Wir willenlosen Zombies starren auf unsere Tische, wünschen uns nun mehr denn je nochmal die freie Luft zu spüren. Nein, die Fenster müssen geschlossen bleiben!
Ich bekomme vier Zettel in die Hand gedrückt. Der Lehrende schaut mich wohlwollend mit seinen dämonischen Augen an – diese Taktik kenne ich schon.
Er setzt sich mir gegenüber und kontrolliert Arbeiten anderer verlorener Seelen und schüttelt ab und zu den Kopf und lässt ein leises Zischen von sich hören.
Ich schaue auf den ersten Zettel. Verflucht seien Pythagoras und Konsorten, das sie mich hier, in meinem Elend schwitzen lassen, vor einer schier unlösbaren Aufgabe. Hilfe suchend schweift mein Blick durch den Raum; die anderen schreiben ja alle! Man hört das Kratzen von Bleistiften, das Rascheln von Federtaschen und das Seufzen des Klassenbesten, der anscheinend die erste Aufgabe schon gelöst hatte, denn er grübelte schon über dem zweiten Blatt.
Ich vernehme ein leises Pochen auf meinem Tisch und drehe mich wieder um – der Lehrer zeigt auf mich und dann auf das noch unberührte Aufgabenblatt. Ich verstehe und fange an zu arbeiten.
Meine Hände zittern abnormal stark und ich habe Schwierigkeiten überhaupt den Bleistift für die Skizze sicher in der Hand zu behalten.
Ich schweife mit meinen Gedanken wieder ab.
Was kann alles schief gehen? Ohne gute Note gibt es keine Ausbildung. Ohne Ausbildung kann ich mein Leben nicht leben. Also hängt doch alles von diesen paar Aufgaben ab. 11 jährige verbissene Arbeit, kann also durch dieses....durch dieses belanglose Etwas vernichtet werden. Nur der Teufel macht solche Pakte – und nur ein Esel wie ich konnte ihn unterschreiben.
Ich schaue auf den Lehrer, gerade verdrehte er die Augen in Kombination mit dem Schütteln seines Kopfes, beim korrigieren von Arbeiten. Er war ein Diener, ein Diener der Hölle. Ich lächelte, denn sein Platz nach dem Tod war sicher. Sicher unerfreulich.
Ich schwitzte wie verrückt. Meine Hände klebten förmlich an den Aufgabenblättern und panisch versuchte ich die Aufgaben zu verstehen. Die Zeit saß mir im Nacken und der Druck schnürte mir die Kehle zu. Was würde man nur denken, wenn ich das hier nicht schaffe? Von wegen ich lerne für mich – daheim lauern die Raubtiere von Eltern, gierig auf die Leistungen des Kindes gaffend, im ewigen Wettstreit mit den Kindern ihrer Bekannten.
Ich zittere jetzt schon vor den Sanktionen der Eltern. Man kann nicht fliehen – die imaginären Fesseln halten einen zurück – sie fragen nicht, sie handeln einfach.
Wenn ich sterbe, komme ich dann in den Himmel? Ich glaube nicht an den Gott – denn es gibt nicht mehr genug Gutes, das seine Existenz rechtfertigen würde, aber sein Gefährte, der Teufel muss vorhanden sein, man sehe sich nur die Nachrichten an.

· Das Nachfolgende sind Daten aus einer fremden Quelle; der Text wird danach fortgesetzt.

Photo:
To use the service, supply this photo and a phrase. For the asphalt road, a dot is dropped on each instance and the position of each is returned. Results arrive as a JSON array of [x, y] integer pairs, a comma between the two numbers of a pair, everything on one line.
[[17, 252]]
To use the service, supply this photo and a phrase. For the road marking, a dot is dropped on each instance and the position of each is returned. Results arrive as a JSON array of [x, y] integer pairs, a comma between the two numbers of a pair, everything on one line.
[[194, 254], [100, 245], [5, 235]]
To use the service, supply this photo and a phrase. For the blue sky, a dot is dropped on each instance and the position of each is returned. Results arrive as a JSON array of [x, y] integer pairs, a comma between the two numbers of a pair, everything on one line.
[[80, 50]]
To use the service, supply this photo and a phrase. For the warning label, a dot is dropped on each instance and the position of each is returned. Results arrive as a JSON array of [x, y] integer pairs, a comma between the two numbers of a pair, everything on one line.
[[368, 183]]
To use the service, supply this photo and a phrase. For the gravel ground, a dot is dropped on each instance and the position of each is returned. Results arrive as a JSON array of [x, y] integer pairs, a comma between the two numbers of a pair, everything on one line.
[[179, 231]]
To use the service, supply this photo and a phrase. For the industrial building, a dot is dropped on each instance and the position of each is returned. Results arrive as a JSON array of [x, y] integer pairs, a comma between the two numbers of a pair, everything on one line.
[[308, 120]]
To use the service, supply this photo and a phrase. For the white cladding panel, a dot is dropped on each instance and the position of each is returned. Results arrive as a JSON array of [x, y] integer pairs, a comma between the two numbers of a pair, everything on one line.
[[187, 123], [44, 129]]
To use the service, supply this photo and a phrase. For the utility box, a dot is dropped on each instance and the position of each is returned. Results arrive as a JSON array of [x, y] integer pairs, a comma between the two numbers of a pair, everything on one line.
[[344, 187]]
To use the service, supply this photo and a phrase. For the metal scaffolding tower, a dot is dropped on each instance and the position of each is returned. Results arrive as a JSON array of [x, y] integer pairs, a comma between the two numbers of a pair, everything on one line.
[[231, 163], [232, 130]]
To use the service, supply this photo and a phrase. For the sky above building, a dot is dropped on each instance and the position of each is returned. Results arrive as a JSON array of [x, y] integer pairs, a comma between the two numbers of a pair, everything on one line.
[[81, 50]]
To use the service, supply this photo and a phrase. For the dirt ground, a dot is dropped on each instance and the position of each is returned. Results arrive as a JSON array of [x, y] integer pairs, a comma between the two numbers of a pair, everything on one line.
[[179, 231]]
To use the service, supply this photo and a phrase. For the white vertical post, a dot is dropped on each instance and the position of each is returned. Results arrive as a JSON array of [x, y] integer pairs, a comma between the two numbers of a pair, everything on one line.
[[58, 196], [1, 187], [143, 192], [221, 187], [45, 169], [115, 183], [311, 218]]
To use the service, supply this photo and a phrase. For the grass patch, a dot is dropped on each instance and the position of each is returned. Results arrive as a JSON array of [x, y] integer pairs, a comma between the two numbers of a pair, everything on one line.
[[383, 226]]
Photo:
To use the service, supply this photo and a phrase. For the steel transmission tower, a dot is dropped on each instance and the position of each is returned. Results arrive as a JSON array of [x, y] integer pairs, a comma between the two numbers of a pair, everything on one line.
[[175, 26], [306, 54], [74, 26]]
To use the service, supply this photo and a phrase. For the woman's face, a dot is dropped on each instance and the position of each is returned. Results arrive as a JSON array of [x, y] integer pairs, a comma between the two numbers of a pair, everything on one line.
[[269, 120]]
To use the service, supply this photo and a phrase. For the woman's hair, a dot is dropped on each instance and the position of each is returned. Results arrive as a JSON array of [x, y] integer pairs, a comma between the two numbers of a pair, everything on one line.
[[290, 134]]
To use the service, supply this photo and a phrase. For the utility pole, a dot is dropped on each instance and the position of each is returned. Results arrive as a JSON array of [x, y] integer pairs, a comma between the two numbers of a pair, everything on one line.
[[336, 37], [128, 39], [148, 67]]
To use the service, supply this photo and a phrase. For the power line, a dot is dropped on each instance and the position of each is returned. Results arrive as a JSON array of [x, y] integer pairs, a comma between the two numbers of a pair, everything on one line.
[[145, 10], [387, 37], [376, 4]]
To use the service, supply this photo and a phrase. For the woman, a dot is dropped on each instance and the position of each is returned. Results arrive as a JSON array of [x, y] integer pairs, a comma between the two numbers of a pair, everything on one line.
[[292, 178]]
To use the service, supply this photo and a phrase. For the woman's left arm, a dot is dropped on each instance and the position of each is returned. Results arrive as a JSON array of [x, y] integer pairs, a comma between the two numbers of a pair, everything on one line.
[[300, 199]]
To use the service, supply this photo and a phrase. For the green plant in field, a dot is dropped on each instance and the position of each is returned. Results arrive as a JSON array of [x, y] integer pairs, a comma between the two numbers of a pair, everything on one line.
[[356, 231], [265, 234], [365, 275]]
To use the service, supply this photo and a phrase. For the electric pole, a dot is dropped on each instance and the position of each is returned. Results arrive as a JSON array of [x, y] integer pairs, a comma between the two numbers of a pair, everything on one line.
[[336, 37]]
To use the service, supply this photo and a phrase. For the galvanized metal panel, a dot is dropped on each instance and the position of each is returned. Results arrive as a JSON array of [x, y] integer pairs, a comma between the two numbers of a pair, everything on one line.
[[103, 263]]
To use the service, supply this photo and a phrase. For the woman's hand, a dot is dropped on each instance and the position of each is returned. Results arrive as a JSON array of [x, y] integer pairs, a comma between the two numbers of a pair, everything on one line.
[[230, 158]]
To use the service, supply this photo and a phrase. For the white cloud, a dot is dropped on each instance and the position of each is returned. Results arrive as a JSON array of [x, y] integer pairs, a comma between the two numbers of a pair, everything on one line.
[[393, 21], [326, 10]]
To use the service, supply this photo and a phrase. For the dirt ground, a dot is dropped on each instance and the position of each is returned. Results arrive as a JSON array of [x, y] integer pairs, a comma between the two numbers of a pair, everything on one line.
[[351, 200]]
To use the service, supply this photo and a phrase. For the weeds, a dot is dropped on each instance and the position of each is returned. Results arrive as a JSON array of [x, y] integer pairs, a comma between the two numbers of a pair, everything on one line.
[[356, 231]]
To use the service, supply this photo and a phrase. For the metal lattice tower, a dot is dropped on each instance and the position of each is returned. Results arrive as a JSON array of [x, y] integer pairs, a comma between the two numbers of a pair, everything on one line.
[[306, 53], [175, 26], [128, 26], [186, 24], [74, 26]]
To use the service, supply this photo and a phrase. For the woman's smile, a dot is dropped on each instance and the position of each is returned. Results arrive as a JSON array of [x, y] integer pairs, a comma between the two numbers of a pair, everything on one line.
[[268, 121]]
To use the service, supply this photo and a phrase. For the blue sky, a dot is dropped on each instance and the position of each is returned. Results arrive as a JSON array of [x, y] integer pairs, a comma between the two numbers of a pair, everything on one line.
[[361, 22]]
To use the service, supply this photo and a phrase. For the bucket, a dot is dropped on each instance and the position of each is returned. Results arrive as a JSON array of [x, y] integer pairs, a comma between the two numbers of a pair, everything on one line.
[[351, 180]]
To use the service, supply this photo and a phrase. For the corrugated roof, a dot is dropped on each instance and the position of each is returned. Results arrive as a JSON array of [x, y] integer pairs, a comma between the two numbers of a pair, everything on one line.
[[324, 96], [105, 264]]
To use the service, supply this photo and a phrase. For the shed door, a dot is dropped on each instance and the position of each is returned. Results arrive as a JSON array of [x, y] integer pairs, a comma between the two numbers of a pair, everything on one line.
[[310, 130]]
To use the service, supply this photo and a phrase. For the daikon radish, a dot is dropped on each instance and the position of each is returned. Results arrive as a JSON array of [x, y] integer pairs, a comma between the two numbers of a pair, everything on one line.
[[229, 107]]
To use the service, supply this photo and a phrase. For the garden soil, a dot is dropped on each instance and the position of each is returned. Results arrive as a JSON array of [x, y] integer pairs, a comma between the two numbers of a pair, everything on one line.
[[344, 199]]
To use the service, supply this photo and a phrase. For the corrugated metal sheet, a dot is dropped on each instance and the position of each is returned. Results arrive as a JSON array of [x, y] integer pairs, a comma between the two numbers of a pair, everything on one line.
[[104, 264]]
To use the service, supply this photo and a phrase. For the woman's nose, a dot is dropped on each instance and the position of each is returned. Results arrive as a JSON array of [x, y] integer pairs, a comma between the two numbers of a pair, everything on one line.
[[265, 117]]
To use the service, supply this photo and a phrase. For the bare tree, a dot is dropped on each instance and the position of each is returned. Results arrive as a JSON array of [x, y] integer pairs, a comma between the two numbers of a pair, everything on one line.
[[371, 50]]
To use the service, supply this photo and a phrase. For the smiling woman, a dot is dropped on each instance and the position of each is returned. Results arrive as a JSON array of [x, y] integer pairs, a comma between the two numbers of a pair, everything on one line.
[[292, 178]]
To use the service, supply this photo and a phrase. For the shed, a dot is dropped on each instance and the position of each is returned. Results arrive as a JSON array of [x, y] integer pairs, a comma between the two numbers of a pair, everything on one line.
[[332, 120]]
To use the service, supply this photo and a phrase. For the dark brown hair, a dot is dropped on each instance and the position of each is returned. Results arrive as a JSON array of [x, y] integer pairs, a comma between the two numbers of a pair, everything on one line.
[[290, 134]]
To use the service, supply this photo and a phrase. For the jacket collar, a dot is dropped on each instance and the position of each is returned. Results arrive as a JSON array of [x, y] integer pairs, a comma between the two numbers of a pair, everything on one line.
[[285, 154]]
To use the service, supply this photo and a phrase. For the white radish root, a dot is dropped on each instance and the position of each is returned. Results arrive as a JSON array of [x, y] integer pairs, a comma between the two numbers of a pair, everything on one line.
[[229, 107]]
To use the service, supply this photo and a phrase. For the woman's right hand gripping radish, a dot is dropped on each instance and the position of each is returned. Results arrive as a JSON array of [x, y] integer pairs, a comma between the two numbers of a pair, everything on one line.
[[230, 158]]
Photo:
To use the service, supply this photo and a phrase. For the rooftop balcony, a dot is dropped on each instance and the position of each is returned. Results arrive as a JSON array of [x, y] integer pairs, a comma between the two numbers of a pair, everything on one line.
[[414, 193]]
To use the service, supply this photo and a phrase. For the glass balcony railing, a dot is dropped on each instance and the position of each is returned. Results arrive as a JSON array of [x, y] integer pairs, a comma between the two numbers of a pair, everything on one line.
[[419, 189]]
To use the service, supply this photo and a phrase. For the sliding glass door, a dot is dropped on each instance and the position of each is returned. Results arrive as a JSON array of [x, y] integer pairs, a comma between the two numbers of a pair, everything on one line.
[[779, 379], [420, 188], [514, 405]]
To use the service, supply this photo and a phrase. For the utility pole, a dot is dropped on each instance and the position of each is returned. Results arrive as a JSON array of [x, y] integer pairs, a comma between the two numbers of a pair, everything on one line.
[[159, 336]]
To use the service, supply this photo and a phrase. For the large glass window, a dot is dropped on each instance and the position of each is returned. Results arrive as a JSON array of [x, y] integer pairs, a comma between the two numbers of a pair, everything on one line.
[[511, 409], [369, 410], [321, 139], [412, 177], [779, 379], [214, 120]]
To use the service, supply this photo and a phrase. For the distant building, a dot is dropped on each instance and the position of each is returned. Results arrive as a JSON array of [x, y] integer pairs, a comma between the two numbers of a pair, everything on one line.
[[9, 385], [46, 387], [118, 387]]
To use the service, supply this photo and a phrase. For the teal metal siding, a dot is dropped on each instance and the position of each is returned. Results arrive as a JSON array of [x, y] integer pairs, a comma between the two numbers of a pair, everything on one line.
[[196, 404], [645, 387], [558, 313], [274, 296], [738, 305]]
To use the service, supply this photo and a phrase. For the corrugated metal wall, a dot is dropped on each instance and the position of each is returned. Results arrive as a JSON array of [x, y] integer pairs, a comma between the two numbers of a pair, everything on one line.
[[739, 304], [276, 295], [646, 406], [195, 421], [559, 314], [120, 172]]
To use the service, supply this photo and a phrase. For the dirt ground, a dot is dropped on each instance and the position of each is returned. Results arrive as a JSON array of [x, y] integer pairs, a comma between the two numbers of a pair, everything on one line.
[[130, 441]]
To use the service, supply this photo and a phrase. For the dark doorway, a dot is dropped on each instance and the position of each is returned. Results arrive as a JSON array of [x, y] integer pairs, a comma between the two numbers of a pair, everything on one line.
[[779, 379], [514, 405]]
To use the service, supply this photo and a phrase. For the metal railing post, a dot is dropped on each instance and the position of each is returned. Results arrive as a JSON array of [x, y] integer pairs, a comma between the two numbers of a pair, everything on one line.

Aber es muss einen Himmel geben, die einzige Hoffnung die mich nicht vor dem Tod zittern lässt. Der Tod muss sanft sein, man schläft langsam ein und träumt auf ewig von freier, klarer Luft, in einem Bett aus weissen Federn. Der Tod ist stressfrei – und das sollte reichen.
Der Druck zu versagen, ist groß – warum sollte ich ihn mir noch antun? Die Angst macht einen kaputt. Äußerlich ist man da, man lebt und weiß irgendwann ist es vorbei. Aber innerlich bin ich schon tot. Das Herz abgeschaltet um nicht gänzlich verrückt zu werden, hier in diesem unschuldigen Gebäude.
Der Lehrer zeigt mir ein fragendes Gesicht, sein Blick wandert über meine Arbeitsfläche und den immer noch unbearbeiteten Blättern – die Zeit verrinnt derweil Sekunde um Sekunde – ich gebe auf.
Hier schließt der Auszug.